TAORMINA. CASO IMPREGILO. LA SENTENZA CONFERMA TEMPESTIVITÀ DELL' AMMINISTRAZIONE In evidenza

 Il Primo cittadino di Taormina Mario Bolognari torna sulla sentenza n. 1597/2019 del Tribunale di Messina, giudizio promosso dal Comune di Taormina con atto di citazione in opposizione al decreto ingiuntivo che l'Imprepar, nell'anno 2007, aveva ottenuto per un importo di circa 25 milioni di euro.

Il Tribunale di Messina, condividendo integralmente la tesi difensiva impostata, originariamente, dall'Avv. Francesco Munafò, insieme con l'Avv. Andrea Scuderi, e, poi, da quest'ultimo insieme all’avv. Alessandro Munafò, in accoglimento dell'opposizione, ha revocato il decreto ingiuntivo.
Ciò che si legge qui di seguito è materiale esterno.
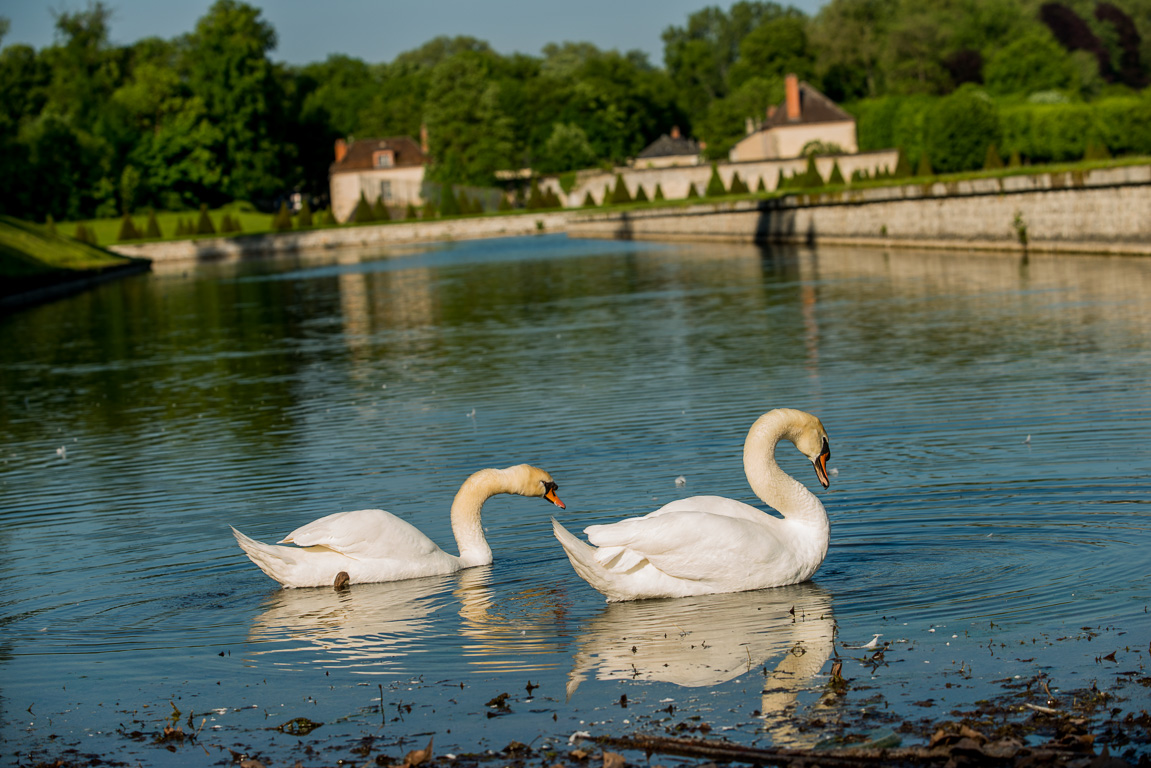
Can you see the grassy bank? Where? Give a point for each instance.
(32, 258)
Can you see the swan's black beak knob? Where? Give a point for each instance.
(821, 464)
(550, 494)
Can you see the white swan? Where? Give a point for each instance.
(371, 545)
(707, 545)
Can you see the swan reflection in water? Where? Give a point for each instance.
(371, 625)
(378, 628)
(713, 639)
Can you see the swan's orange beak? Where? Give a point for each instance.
(821, 464)
(550, 495)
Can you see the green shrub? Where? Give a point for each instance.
(924, 166)
(902, 166)
(152, 228)
(959, 127)
(715, 184)
(204, 225)
(304, 215)
(837, 175)
(363, 212)
(619, 195)
(991, 160)
(280, 222)
(380, 211)
(128, 229)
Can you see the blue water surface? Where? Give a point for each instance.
(990, 501)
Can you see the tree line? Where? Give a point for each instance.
(93, 129)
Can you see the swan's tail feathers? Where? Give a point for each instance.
(274, 561)
(581, 556)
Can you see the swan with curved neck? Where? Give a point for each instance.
(707, 545)
(371, 545)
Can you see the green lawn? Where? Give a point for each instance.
(31, 257)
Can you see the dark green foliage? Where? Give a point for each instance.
(715, 183)
(304, 215)
(958, 129)
(204, 225)
(737, 184)
(924, 168)
(280, 222)
(363, 212)
(128, 229)
(810, 177)
(380, 211)
(619, 195)
(991, 160)
(84, 234)
(152, 228)
(837, 175)
(449, 204)
(902, 166)
(534, 196)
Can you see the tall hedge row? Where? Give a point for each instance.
(955, 129)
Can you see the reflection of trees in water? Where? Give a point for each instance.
(786, 635)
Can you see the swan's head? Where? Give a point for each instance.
(803, 430)
(527, 480)
(812, 440)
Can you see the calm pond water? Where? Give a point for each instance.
(990, 508)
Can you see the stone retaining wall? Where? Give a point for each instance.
(1097, 211)
(214, 249)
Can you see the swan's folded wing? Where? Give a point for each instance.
(686, 544)
(363, 533)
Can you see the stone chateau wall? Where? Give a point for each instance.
(1098, 211)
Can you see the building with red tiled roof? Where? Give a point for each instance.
(802, 118)
(389, 168)
(669, 151)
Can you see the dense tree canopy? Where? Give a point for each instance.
(89, 128)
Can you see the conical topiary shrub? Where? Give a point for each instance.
(204, 225)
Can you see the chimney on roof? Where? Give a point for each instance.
(791, 86)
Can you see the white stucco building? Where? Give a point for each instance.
(805, 115)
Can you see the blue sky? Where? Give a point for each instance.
(378, 30)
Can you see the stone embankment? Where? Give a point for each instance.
(1105, 211)
(221, 249)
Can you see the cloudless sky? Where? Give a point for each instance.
(378, 30)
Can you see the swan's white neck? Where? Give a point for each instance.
(774, 486)
(465, 515)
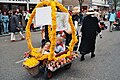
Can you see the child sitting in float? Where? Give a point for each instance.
(59, 45)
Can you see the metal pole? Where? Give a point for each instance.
(27, 5)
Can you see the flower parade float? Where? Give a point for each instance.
(34, 60)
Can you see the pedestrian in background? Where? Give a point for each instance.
(89, 30)
(5, 22)
(15, 27)
(111, 18)
(1, 22)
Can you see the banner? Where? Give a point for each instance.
(62, 21)
(43, 16)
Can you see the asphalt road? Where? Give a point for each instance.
(105, 66)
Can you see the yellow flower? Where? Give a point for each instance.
(31, 62)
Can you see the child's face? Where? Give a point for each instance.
(58, 42)
(46, 47)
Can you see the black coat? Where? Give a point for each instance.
(14, 24)
(89, 30)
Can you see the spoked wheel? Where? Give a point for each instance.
(67, 66)
(48, 74)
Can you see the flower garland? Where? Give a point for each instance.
(52, 33)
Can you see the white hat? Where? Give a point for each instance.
(90, 11)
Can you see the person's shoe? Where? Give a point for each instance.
(13, 40)
(82, 58)
(92, 55)
(22, 38)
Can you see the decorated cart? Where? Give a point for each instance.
(34, 60)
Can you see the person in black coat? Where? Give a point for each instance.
(89, 30)
(15, 27)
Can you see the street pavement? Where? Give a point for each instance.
(105, 66)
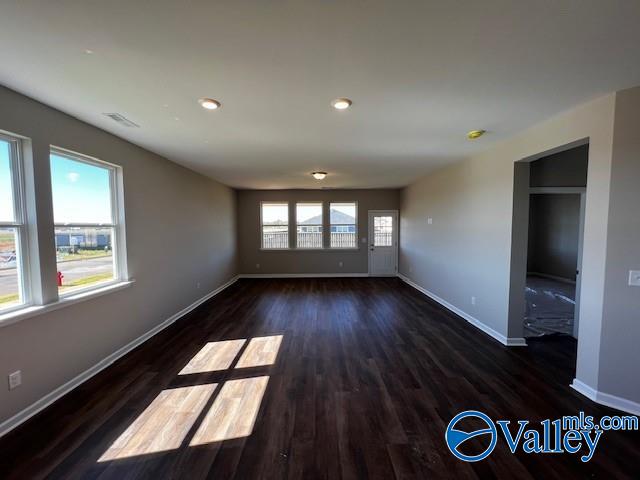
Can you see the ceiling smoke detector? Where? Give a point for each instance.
(209, 103)
(473, 134)
(341, 103)
(122, 120)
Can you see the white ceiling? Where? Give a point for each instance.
(420, 74)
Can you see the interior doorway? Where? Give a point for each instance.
(383, 243)
(547, 243)
(556, 220)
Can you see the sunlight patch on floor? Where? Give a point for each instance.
(261, 351)
(213, 357)
(234, 411)
(163, 425)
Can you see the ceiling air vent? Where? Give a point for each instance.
(122, 120)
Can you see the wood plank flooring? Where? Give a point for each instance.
(311, 378)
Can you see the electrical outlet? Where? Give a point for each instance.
(15, 379)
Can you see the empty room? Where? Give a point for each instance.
(319, 240)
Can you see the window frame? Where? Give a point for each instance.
(19, 223)
(117, 224)
(321, 224)
(288, 224)
(355, 203)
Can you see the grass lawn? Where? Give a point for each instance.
(83, 255)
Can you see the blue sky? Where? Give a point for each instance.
(6, 205)
(81, 192)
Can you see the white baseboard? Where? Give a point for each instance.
(44, 402)
(606, 399)
(302, 275)
(509, 342)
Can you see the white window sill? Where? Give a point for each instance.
(335, 249)
(29, 311)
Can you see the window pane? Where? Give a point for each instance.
(343, 225)
(275, 225)
(6, 187)
(9, 277)
(383, 231)
(81, 192)
(309, 225)
(84, 257)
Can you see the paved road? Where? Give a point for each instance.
(72, 270)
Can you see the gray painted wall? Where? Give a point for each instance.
(564, 169)
(619, 352)
(296, 261)
(180, 231)
(554, 221)
(466, 251)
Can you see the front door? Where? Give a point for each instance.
(383, 242)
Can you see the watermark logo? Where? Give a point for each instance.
(576, 434)
(456, 437)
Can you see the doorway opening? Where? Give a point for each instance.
(557, 189)
(383, 243)
(547, 241)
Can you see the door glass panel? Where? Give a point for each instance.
(383, 231)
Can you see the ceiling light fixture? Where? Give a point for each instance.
(209, 103)
(341, 103)
(473, 134)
“Ritengo opportuno sottolineare, afferma Bolognari,  che per un verso la sentenza conferma la tempestività e ammissibilità della opposizione al decreto ingiuntivo presentata dal Comune a suo tempo, vista la illegittimità di abbreviare i termini, così come era stato fatto. Per altro verso, è importante la parte della sentenza nella quale il Tribunale ha accolto la eccezione di arbitrato avanzata dai nostri legali, riconoscendo l’errore della Imprepar-Impregilo per avere avanzato, dopo aver scelto l’arbitrato, la domanda di condanna del Comune, attraverso il ricorso al decreto ingiuntivo, al Tribunale ordinario e non già al collegio arbitrale. Va ricordato che la via del collegio arbitrale era stata scelta proprio dalla ditta.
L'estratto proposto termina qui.